As we’ve researched Workplace Vitality™, we’ve found that one of the critical elements that is comprised within it is productivity. It’s not enough to accomplish engagement, collaboration, or well-being without also ensuring that productivity is achieved. Productivity, of course, comes down to time – how we spend it and what we accomplish as a result. This is true individually, for each of us, and also collectively, for organizations.

We approach this conversation about productivity through the lens of workplace beverages. Because of Mars Drinks 100% dedication to the workplace, we are studying how and where work gets done and how the workplace works for people. It turns out drinks have an important role to play. Let us tell you more.

First, a definition: while our definition of productivity isn’t particularly novel, it does describe its fundamental nature: based on our study, productivity is ‘work that is produced on time and to specification’. This is essential for any business of course, because what’s the value of an engaged workforce, a raft of effectively collaborating teams, or people that feel fantastic senses of well-being if these don’t translate into getting the work done? Herein lies the obvious importance of productivity.

But we also went beyond our top-line definition of productivity to understand what makes up productivity more specifically. We’ve done a deep dive analysis across social science and business literature and determined that productivity is made up of these elements:
• Quantity of work
• Quality of work
• Effectiveness
• Efficiency
• Exceeding standards
• Adding value for the organization
• Timeliness
• Pride in work produced

If we want to increase productivity, these are the levers to pull. For example: focus on both quality and quantity. Focus on standards and time. Ensure people know how they add value to the organization.

It is also useful to offer workers a cup of coffee. Our research also demonstrated that offering drinks in the workplace contributes to productivity. In our global survey of over 3800 people, 69% reported that having a cup of coffee or tea during their day contributed to their productivity. What’s more, they said that a day without coffee would make them disagreeable, lethargic, demotivated, or stressed. It wasn’t just about the caffeine, it was also about the way workplace beverages added a rhythm to the day, helped them connect with others in order to get the work done, and contributed to fueling their creativity. It was about what they were doing, but also about how they were doing it.
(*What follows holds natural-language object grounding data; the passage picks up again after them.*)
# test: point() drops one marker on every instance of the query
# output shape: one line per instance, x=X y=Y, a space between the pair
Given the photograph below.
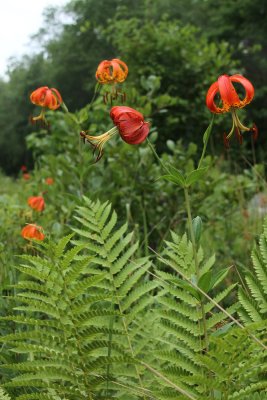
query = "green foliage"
x=253 y=297
x=75 y=306
x=3 y=395
x=234 y=366
x=187 y=319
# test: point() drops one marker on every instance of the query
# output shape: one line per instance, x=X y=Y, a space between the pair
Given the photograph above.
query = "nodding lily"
x=36 y=203
x=129 y=124
x=46 y=98
x=32 y=231
x=230 y=102
x=49 y=181
x=113 y=71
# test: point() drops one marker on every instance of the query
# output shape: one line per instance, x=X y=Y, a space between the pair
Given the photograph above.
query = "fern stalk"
x=167 y=380
x=253 y=337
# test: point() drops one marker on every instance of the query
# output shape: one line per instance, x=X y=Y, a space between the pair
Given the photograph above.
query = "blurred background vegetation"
x=174 y=49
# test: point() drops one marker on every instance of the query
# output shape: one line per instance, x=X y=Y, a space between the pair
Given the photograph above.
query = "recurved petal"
x=119 y=113
x=213 y=90
x=139 y=136
x=228 y=93
x=247 y=85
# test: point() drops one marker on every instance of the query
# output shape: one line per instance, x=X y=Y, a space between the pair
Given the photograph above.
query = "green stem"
x=205 y=141
x=145 y=226
x=192 y=235
x=157 y=156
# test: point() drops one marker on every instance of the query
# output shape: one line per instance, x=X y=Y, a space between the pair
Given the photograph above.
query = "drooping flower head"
x=49 y=181
x=229 y=101
x=113 y=71
x=32 y=231
x=130 y=125
x=26 y=176
x=45 y=98
x=36 y=203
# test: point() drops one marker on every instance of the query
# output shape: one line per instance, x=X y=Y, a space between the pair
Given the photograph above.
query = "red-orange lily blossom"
x=32 y=231
x=36 y=203
x=46 y=98
x=113 y=71
x=26 y=176
x=231 y=101
x=49 y=181
x=130 y=124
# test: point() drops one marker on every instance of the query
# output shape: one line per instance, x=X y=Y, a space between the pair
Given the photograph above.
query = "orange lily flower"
x=231 y=101
x=26 y=176
x=46 y=98
x=36 y=203
x=130 y=125
x=49 y=181
x=32 y=231
x=114 y=71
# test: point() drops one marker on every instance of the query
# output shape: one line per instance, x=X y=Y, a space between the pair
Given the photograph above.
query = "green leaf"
x=195 y=176
x=175 y=176
x=197 y=228
x=204 y=282
x=173 y=179
x=208 y=131
x=218 y=277
x=189 y=288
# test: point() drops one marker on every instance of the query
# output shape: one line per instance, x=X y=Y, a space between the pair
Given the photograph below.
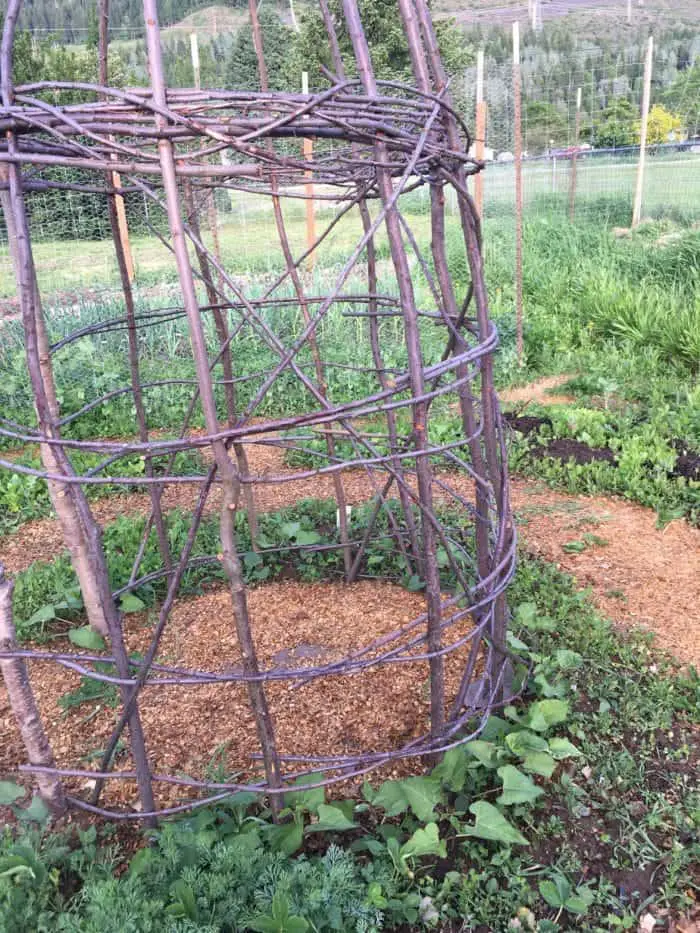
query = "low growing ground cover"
x=576 y=809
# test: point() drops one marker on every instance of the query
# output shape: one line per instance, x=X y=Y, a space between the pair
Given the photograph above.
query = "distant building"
x=488 y=153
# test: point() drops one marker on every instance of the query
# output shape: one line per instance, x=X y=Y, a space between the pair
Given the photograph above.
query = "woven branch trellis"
x=374 y=142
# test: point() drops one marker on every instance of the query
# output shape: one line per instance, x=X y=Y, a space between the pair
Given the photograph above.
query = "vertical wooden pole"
x=309 y=188
x=194 y=53
x=123 y=227
x=23 y=705
x=518 y=152
x=480 y=131
x=646 y=97
x=574 y=155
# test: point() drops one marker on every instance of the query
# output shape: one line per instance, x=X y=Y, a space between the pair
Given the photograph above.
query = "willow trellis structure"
x=441 y=506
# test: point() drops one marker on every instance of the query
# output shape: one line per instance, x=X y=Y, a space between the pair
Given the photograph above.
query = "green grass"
x=602 y=823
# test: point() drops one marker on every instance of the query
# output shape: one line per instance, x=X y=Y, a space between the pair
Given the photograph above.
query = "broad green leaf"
x=391 y=798
x=548 y=689
x=517 y=787
x=290 y=529
x=555 y=892
x=44 y=614
x=186 y=900
x=579 y=902
x=87 y=638
x=307 y=537
x=492 y=825
x=568 y=660
x=424 y=842
x=296 y=925
x=9 y=792
x=495 y=729
x=14 y=866
x=131 y=603
x=286 y=838
x=36 y=812
x=528 y=615
x=452 y=770
x=486 y=753
x=523 y=743
x=307 y=799
x=539 y=763
x=423 y=795
x=547 y=713
x=563 y=748
x=330 y=819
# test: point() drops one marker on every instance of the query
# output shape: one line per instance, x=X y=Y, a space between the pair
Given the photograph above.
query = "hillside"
x=71 y=18
x=587 y=17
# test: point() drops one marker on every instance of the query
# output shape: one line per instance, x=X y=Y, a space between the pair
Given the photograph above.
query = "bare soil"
x=642 y=576
x=208 y=731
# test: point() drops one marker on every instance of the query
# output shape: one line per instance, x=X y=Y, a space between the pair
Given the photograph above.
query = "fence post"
x=518 y=152
x=480 y=131
x=212 y=217
x=194 y=53
x=308 y=187
x=574 y=156
x=123 y=227
x=639 y=190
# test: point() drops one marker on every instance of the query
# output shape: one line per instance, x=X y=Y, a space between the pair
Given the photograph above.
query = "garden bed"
x=209 y=731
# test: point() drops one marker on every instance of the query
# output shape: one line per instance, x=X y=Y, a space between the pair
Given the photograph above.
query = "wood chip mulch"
x=191 y=730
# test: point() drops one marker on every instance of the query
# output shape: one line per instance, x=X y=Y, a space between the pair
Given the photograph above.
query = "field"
x=577 y=807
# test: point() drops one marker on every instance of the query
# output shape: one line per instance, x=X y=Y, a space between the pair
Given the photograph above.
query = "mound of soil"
x=526 y=424
x=566 y=448
x=687 y=462
x=208 y=730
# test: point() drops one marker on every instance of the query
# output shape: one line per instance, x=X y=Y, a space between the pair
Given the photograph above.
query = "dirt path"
x=638 y=574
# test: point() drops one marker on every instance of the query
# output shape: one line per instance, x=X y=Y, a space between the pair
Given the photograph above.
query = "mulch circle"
x=209 y=731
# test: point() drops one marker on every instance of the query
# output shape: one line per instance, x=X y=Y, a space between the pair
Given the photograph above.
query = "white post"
x=480 y=132
x=518 y=152
x=646 y=99
x=194 y=51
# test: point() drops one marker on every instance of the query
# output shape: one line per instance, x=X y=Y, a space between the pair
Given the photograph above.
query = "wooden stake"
x=518 y=147
x=194 y=53
x=646 y=97
x=572 y=176
x=480 y=131
x=123 y=227
x=309 y=188
x=21 y=697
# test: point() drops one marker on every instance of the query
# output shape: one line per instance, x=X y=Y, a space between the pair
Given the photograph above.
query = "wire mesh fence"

What we do is as important as how we do it. Dr. Carl Frost, a guru in management practices and leadership, used to say that efficiency was ‘doing the job right’ while effectiveness was ‘doing the right job’. The first and most important decision was deciding the priority and what was right to work on in the first place, because what was the point of doing something efficiently if it wasn’t really important anyway? It was all about the value being produced for customers – whether those customers were internal or external.
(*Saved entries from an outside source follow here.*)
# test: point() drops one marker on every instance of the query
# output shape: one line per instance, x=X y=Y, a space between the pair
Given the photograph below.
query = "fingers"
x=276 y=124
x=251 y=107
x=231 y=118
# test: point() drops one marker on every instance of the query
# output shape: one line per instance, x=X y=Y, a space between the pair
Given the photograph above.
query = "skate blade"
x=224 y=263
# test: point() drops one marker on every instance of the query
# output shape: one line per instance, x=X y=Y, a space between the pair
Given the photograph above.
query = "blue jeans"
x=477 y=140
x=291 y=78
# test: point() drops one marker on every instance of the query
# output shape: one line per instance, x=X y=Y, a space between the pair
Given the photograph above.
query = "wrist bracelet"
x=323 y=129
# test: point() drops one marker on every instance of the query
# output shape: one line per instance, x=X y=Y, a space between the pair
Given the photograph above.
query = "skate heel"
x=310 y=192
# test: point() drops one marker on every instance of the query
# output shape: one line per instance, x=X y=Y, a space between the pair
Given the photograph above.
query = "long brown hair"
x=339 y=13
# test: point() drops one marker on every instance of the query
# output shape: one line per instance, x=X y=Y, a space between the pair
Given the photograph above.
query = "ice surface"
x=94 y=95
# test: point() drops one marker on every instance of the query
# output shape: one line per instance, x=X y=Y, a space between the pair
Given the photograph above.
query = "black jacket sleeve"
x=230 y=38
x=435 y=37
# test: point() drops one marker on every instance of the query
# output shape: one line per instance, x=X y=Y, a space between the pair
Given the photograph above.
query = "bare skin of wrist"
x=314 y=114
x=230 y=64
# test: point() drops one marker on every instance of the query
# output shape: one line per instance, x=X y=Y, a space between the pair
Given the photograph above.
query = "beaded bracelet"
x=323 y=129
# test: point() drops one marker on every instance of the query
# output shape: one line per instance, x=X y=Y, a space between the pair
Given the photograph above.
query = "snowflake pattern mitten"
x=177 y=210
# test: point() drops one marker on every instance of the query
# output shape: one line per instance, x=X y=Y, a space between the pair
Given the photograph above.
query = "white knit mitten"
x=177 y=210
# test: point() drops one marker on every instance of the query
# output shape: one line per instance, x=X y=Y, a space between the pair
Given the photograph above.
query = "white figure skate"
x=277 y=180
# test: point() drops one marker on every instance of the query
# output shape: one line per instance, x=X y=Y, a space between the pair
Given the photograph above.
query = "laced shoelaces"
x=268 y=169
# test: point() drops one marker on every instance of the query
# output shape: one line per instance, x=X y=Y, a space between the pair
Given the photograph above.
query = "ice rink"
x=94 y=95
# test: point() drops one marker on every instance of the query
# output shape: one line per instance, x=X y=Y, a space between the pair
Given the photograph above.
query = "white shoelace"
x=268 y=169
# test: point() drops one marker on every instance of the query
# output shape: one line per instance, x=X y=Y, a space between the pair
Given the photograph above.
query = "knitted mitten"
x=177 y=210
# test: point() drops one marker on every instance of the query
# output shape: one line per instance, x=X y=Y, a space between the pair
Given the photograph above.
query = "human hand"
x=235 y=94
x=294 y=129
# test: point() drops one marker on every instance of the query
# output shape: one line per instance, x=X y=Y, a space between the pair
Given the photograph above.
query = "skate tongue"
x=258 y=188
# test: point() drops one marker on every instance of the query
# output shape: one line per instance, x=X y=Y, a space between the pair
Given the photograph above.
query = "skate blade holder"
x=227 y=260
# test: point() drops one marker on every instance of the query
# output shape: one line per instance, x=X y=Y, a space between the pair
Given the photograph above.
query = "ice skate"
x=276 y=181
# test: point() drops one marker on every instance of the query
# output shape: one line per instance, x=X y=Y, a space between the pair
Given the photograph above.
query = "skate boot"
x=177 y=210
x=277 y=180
Figuring out what to do has everything to do with knowing who our customers are and serving them. “If you’re not serving the external customer, you better be serving someone who is,” goes the saying. And so this is how we should spend our limited time: by first determining whom we should serve, and then doing our best work – on time, on budget, on spec, with quality and quantity and exceeding standards – to delight that person or group.
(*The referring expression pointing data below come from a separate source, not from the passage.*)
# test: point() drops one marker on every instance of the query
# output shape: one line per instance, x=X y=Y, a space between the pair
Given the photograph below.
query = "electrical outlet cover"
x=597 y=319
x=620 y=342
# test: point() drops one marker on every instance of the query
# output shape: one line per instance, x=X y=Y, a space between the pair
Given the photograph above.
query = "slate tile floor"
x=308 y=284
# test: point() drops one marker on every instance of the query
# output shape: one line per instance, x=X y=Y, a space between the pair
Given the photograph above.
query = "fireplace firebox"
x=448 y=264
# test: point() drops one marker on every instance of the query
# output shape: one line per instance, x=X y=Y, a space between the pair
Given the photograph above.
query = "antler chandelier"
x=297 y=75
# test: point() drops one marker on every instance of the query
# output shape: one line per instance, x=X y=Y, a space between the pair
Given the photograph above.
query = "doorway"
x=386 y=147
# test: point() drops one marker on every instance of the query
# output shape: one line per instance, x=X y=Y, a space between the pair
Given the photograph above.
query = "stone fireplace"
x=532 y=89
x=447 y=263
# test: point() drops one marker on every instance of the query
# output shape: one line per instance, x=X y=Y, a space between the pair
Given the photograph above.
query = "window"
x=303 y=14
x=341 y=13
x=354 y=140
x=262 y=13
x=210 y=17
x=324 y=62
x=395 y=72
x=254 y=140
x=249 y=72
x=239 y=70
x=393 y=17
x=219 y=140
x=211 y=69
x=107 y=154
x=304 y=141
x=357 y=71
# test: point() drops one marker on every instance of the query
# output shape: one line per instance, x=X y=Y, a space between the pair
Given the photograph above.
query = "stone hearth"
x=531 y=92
How we spend our time is of course, how we spend our lives and this is where pride comes in as well. Because in our study, we determined that pride was a factor in productivity. Where we spend our time and the work we produce should make us feel good. That feeling at the end of the task where we step back, assess our efforts, and say to ourselves ‘Ah, I did that, and I did it well’ is an important component of our desire to come back the next day and contribute once again. Time is currency because it’s what we have to invest and give. Whether we’re fueling focused work with a cup of coffee or sharing tea with a colleague in order to connect. Or if we’re having a latte while we think through the next task we’ll tackle. Giving our best effort to our work, and being productive is finally about feeling good that we’ve made a meaningful contribution.